Rencontres franco-espagnoles : Dans les camps, la force de l’art qui n’est que “lumière”

Josep Franch Clapers, au camp de gurs aquarelle. DR.

Autour d’Albert Camus, Picasso, Garcia Lorca, mais aussi Josep Franch Clapers, Bartoli, Manolo Valiente… Pour cette 4e édition – gratuite – Manuela Parra a concocté un programme riche, à Montpellier, du 28 novembre au 2 décembre. Avec un fil rouge qui se réactualise : dans les camps en France, à l’époque de la Retirada, la culture est résistance.

Culture. Engagement. Résistance. Et l’art au coeur. “Je suis ravie d’organiser ces Rencontres dans ce contexte sociétal actuel ; c’est une manifestation qui transmet les valeurs indispensables à notre société, qui a beaucoup de sens par rapport à ce qui se passe dans l’actualité… Ça touche et ça fait réfléchir.”

Manuela Parra.
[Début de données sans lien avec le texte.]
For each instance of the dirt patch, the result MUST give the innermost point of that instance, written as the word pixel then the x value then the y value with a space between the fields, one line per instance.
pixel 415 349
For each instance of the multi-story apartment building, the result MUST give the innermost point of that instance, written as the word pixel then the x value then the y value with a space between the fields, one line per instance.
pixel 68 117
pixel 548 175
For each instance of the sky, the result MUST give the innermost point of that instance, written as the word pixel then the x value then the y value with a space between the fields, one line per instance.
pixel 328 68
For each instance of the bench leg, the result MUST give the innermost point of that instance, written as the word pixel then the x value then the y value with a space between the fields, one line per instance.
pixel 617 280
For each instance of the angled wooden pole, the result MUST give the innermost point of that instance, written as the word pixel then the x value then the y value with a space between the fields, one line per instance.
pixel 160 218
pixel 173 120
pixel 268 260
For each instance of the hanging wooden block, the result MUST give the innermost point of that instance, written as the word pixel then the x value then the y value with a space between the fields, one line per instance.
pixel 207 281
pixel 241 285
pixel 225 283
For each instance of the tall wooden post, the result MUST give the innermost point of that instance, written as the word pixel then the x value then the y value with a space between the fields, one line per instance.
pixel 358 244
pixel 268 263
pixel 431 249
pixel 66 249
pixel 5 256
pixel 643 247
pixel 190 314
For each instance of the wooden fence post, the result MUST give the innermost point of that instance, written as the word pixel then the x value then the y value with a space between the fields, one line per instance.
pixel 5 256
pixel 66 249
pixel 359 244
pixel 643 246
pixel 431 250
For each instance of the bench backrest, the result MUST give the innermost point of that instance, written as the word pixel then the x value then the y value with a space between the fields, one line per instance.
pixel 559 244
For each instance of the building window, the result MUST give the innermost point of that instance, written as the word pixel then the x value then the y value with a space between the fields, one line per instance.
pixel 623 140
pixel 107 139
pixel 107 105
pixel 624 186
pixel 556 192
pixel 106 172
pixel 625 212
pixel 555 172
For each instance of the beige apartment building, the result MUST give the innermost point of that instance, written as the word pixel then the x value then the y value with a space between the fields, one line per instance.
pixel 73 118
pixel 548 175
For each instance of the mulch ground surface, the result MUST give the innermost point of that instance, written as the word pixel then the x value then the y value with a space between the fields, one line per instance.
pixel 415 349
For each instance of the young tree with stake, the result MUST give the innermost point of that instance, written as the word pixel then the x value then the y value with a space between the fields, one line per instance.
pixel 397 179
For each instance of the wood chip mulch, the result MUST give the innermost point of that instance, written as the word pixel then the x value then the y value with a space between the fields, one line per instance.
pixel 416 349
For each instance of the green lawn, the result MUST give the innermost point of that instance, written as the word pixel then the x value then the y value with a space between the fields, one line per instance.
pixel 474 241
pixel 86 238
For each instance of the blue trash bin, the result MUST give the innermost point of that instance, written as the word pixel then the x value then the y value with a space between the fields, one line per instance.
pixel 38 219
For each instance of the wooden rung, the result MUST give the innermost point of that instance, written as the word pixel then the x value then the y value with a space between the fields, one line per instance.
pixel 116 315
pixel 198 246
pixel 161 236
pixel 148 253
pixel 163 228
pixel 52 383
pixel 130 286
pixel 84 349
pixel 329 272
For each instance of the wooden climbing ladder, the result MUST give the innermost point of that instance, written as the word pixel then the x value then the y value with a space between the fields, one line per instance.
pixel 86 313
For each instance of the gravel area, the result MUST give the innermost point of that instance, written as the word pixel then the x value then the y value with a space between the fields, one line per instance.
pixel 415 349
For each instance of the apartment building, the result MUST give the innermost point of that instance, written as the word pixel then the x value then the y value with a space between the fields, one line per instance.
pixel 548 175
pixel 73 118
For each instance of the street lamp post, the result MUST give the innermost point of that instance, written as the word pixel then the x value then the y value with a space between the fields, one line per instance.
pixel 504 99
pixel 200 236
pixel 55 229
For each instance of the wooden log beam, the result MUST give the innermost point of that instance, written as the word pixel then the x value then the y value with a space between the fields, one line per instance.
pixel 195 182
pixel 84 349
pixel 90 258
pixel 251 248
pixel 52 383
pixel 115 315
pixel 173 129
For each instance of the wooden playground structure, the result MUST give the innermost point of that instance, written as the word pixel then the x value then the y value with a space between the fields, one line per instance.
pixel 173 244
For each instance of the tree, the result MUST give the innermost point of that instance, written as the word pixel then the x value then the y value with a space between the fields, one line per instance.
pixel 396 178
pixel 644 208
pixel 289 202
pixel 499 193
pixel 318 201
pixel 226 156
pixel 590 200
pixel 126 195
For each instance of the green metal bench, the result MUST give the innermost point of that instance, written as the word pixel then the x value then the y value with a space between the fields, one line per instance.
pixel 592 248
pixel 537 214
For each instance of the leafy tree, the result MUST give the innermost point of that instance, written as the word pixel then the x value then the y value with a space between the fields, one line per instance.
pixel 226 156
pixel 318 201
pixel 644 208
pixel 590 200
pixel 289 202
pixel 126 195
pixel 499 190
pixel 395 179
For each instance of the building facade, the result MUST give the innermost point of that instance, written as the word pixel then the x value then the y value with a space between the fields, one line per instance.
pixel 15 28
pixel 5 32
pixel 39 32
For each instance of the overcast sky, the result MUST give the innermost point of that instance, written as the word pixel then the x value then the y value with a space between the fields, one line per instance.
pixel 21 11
DR

Manuela Parra organise pour la quatrième année avec l’association Voix de l’extrême Poésie et Culture les Rencontres franco-espagnoles. Qui prennent tout leur sens dans la période de guerres et de haine actuelle. “On va y parler des fondamentaux de la République qui ont été attaqués dernièrement. J’ai tenu à ce que l’on fasse l’ouverture des Rencontres dans le lycée Jules-Guesde, à Montpellier, auprès des lycéens, pour témoigner notre soutien au corps enseignant et réaffirmer que nous sommes attachés aux valeurs républicaines, de laïcité, notamment.”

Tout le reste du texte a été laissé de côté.